Finance Minister Arun Jaitley said he hoped the payout, which will cost the exchequer ₹1,02,100 crore this fiscal and ₹72,800 crore annually, will drive higher consumption, savings, tax revenues, and economic growth.
But he also cautioned that increased money supply would lead to inflationary pressures.
The report was submitted in November 2015 and has been implemented in seven months, the shortest time-frame. The Sixth Pay Commission report took 32 months to implement.
The Centre, however, decided to defer the decision on implementing the recommendations on allowances, and instead set up a review panel under Finance Secretary Ashok Lavasa.
“The committee has a time-frame of four months to decide on these,” Lavasa said. The decision will save the government about ₹17,167 crore in revised allowances.
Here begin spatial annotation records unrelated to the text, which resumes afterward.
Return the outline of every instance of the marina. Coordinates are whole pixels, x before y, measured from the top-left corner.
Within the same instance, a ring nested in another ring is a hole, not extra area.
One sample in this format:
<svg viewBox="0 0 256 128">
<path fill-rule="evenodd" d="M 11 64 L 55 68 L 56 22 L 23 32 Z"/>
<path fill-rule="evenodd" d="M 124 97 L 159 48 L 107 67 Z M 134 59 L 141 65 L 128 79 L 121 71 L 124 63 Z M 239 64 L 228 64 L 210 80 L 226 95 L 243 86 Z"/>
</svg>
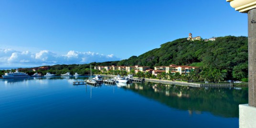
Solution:
<svg viewBox="0 0 256 128">
<path fill-rule="evenodd" d="M 171 124 L 173 128 L 237 128 L 238 105 L 248 100 L 248 88 L 206 89 L 147 81 L 82 85 L 88 78 L 0 79 L 3 105 L 0 106 L 0 126 L 165 128 Z M 74 86 L 74 82 L 81 85 Z M 133 123 L 125 126 L 127 118 Z"/>
<path fill-rule="evenodd" d="M 74 81 L 73 82 L 73 85 L 84 85 L 86 84 L 86 82 L 85 81 Z"/>
</svg>

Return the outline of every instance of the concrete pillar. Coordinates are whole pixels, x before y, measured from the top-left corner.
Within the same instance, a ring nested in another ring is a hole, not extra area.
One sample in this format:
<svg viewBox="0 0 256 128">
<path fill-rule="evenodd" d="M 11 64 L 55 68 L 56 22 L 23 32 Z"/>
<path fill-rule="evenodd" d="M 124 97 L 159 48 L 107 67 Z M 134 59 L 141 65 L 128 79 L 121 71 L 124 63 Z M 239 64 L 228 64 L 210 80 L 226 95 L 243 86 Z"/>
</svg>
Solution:
<svg viewBox="0 0 256 128">
<path fill-rule="evenodd" d="M 248 12 L 249 105 L 256 107 L 256 9 Z"/>
</svg>

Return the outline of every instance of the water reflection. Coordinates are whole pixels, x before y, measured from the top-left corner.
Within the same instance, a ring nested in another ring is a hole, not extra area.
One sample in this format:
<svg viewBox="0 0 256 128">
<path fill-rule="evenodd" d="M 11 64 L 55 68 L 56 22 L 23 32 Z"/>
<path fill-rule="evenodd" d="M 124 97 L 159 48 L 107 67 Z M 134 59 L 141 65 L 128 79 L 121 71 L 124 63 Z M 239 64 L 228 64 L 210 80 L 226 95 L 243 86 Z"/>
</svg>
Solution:
<svg viewBox="0 0 256 128">
<path fill-rule="evenodd" d="M 198 88 L 160 83 L 134 83 L 123 87 L 189 114 L 210 112 L 218 116 L 238 117 L 238 105 L 248 103 L 248 88 Z"/>
</svg>

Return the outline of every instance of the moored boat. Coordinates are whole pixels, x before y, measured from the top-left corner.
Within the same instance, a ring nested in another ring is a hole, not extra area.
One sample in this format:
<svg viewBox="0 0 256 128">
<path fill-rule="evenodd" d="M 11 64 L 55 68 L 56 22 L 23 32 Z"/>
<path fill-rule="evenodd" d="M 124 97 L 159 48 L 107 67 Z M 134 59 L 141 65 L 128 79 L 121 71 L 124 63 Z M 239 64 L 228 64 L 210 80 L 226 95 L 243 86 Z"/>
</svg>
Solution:
<svg viewBox="0 0 256 128">
<path fill-rule="evenodd" d="M 75 72 L 75 75 L 74 75 L 74 76 L 80 76 L 80 75 L 80 75 L 80 74 L 78 74 L 77 73 L 77 72 Z"/>
<path fill-rule="evenodd" d="M 67 72 L 67 73 L 66 73 L 65 74 L 61 74 L 61 76 L 71 76 L 72 75 L 70 74 L 70 72 Z"/>
<path fill-rule="evenodd" d="M 3 78 L 29 78 L 31 76 L 24 72 L 20 72 L 18 70 L 16 70 L 15 72 L 10 72 L 4 73 L 4 75 L 2 76 Z"/>
<path fill-rule="evenodd" d="M 55 76 L 55 74 L 51 74 L 50 72 L 46 73 L 46 75 L 44 75 L 45 77 L 47 76 Z"/>
<path fill-rule="evenodd" d="M 128 80 L 126 79 L 125 78 L 121 77 L 119 75 L 118 75 L 117 77 L 115 77 L 115 79 L 116 80 L 116 83 L 127 83 L 128 82 Z"/>
<path fill-rule="evenodd" d="M 35 73 L 34 74 L 33 74 L 32 77 L 41 77 L 41 76 L 39 75 L 37 72 Z"/>
</svg>

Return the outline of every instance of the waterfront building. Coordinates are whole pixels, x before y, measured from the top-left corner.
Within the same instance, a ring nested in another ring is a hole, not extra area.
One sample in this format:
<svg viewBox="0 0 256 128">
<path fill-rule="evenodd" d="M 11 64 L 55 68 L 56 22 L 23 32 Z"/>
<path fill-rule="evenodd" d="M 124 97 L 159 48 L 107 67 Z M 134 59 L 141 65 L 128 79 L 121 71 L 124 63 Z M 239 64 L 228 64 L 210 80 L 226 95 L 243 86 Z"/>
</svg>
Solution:
<svg viewBox="0 0 256 128">
<path fill-rule="evenodd" d="M 152 74 L 152 72 L 153 70 L 154 70 L 154 69 L 146 69 L 145 71 L 146 71 L 146 72 L 149 72 L 150 74 Z"/>
<path fill-rule="evenodd" d="M 125 69 L 127 72 L 130 72 L 131 70 L 134 69 L 135 69 L 135 66 L 127 66 Z"/>
<path fill-rule="evenodd" d="M 157 76 L 158 74 L 164 71 L 166 73 L 169 73 L 171 72 L 172 74 L 175 74 L 176 72 L 179 72 L 181 75 L 186 75 L 192 71 L 194 71 L 196 73 L 199 72 L 199 67 L 189 66 L 177 66 L 175 64 L 171 64 L 169 66 L 156 66 L 154 67 L 155 70 L 152 72 L 152 74 L 155 76 Z"/>
<path fill-rule="evenodd" d="M 153 70 L 152 71 L 152 75 L 154 75 L 155 76 L 157 76 L 157 75 L 159 74 L 162 73 L 162 72 L 165 72 L 165 70 Z"/>
<path fill-rule="evenodd" d="M 155 66 L 154 67 L 155 70 L 166 70 L 167 66 Z"/>
<path fill-rule="evenodd" d="M 215 41 L 215 40 L 216 40 L 216 38 L 215 37 L 213 37 L 213 38 L 209 38 L 209 39 L 204 39 L 203 40 L 204 41 Z"/>
<path fill-rule="evenodd" d="M 192 37 L 192 33 L 190 33 L 189 34 L 189 37 L 188 38 L 187 38 L 187 39 L 188 40 L 194 41 L 194 40 L 201 40 L 201 39 L 202 39 L 201 37 L 200 37 L 200 36 L 197 36 L 197 37 L 193 38 Z"/>
<path fill-rule="evenodd" d="M 134 69 L 135 70 L 139 70 L 140 71 L 143 72 L 144 73 L 146 73 L 146 70 L 148 69 L 149 69 L 150 67 L 149 66 L 139 66 L 139 65 L 135 65 L 135 68 L 134 68 Z"/>
<path fill-rule="evenodd" d="M 125 71 L 126 70 L 126 66 L 117 66 L 118 69 L 119 70 L 121 71 Z"/>
</svg>

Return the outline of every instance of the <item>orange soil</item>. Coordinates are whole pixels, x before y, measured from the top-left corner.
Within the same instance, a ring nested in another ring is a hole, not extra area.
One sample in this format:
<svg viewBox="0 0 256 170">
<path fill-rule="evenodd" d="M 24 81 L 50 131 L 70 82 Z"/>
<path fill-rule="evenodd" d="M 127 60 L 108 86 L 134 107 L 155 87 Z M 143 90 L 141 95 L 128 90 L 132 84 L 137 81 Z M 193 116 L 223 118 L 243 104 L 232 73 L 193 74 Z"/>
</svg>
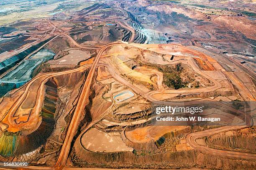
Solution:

The average hike in salaries and pensions is estimated at 14.29 per cent, based on a fitment factor of 2.57. The Commission had recommended an overall increase of 23.55 per cent in salaries, allowances and pension.
But in line with the Commission’s report, under the new salary structure effective August, the minimum monthly pay has been raised from ₹7,000 to ₹18,000, while the maximum pay will be ₹2.25 lakh and ₹2.5 lakh for the Cabinet Secretary.
The rate of increment has been retained at 3 per cent;there will be two dates of increments – January 1 and July 1– with employees being eligible for either.
Arrears to be paid out In a break from the past, the Centre has also decided to pay out all the arrears, estimated at ₹12,000 crore, in the current fiscal.
The decision will impact 47 lakh Central government employees and 53 lakh pensioners.
Fiscal discipline Jaitley said he was confident that the fiscal deficit target of 3.5 per cent of GDP for 2016-17 would be met as the Union Budget has provided for the Pay Commission payout. “Salaries have to come to a respectable level so that the government is able to attract the best talent,” he said.
On allowances A decision on the date for implementing the revised allowances will also be taken by the Lavasa committee, though the pay and pension hike will be effective from January 1, 2016. But the government has decided to abolish most interest-bearing advances and interest-free advances.
Multiplier effect Consumer durable firms and real estate companies believe that higher disposable incomes will boost demand for discretionary and aspirational products.
The Congress supported the payout decision, but said it will wait for the fine print.
“Let’s wait for the full report to know the exact position on its implementation,” a party spokesperson said. However, the National Joint Action Committee (NJAC), comprising 32 lakh railway, defence, Central government and postal employees, said it would prepare in “full swing” for an indefinite strike from July 11 as the government had rejected its suggestions on a minimum wage and the National Pension System.